Lena Miller, whose organization Urban Alchemy runs the safe sleeping site outside of City Hall, said the sites are safer and more humane than just on the street. People know they have a place to go at the end of the day, and also consistent access to food, bathrooms and showers, she said. They don’t have to worry about their stuff getting stolen or the city moving them from their current location, she said. Some of the outdoor sites are also cleaner and offer more privacy than a traditional congregate shelter, she said.
She did not have any data on where people in the site have moved onto, but said, anecdotally, social workers have helped connect many with city-funded bus tickets to other cities where they have friends of family. They have also helped people get other services, ranging from new IDs to applying for housing.

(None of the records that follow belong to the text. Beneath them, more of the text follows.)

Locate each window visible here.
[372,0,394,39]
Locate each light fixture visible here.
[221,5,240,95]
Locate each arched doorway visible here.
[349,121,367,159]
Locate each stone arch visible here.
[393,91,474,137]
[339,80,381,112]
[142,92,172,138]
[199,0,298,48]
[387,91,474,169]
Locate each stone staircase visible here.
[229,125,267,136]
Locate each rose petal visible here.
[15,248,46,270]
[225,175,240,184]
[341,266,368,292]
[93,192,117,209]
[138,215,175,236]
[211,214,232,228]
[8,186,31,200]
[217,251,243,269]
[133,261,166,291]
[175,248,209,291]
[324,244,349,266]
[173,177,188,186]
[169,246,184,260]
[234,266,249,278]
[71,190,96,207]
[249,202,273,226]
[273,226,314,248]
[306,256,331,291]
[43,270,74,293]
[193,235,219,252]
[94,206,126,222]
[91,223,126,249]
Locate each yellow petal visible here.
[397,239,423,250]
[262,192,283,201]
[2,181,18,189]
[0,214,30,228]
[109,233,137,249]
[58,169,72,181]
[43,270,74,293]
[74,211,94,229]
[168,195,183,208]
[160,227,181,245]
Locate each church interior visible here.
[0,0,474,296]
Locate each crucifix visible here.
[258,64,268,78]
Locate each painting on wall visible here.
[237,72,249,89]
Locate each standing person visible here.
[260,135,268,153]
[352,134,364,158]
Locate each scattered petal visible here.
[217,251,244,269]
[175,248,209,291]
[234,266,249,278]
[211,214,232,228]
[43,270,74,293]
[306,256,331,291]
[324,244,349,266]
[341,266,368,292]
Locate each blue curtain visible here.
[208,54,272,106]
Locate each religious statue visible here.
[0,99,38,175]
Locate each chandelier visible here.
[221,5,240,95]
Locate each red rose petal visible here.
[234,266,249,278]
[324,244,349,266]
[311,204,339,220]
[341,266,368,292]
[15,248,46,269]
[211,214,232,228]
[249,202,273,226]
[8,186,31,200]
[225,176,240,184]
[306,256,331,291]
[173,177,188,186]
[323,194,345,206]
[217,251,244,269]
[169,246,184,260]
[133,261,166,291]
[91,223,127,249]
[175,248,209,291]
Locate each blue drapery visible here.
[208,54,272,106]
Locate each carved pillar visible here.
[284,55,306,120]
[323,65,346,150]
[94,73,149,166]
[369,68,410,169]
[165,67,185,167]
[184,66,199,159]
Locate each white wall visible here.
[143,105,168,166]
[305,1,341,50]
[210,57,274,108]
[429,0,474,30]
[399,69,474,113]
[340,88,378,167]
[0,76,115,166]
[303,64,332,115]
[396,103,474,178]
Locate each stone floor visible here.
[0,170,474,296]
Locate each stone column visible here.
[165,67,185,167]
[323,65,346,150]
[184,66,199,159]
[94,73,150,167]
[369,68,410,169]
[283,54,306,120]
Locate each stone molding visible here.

According to a survey of 584 homeless people conducted by the Coalition on Homelessness between June 3 and Aug. 30, 58% of people who responded said they prefer a “legal free campsite” to existing shelters.
“There is a huge dynamic that changes when you just lock in safety for people, and then you add in food and hygine,” Miller said.
Still, some residents are protesting the plan.
Six neighborhood groups near the Upper Haight, where there’s a safe sleeping site at 730 Stanyan, sent an Oct. 20 letter to City Hall leaders, including Mayor London Breed and Supervisor Dean Preston, arguing the conditions around the site are untenable.
“The behavior and conditions on Haight Street suggest that the (safe sleeping village) is not a success for its unhoused residents, and it’s certainly not a success for residents and merchants in the surrounding area,” the letter said. The groups urged the city to wind down the site when it was planned to end in November, and to find “suitable” solutions for the residents.
But others, like Mark Nagel, co-founder of RescueSF, a group of residents that supports Mandelman’s legislation, said the city needs to help people get off the sidewalks.
“Anything is better than letting these people suffer on the (sidewalk),” said Nagel, who lives in the Marina.
While Miller, of Urban Alchemy, said that it would — in theory — be better for people to be inside, that’s not always true. Many don’t like the squalor of some of the city’s Single Room Occupancy hotels and the disorganization and lack of privacy in some of the city’s shelters.
The safe sleeping villages at least give people another option — even if it isn’t ideal.
“The safe sleeping village model is not the model that we are going to end up with, it is the first iteration,” she said. “This is not the solution where we can say that this model is perfect, but for now I think it’s necessary.”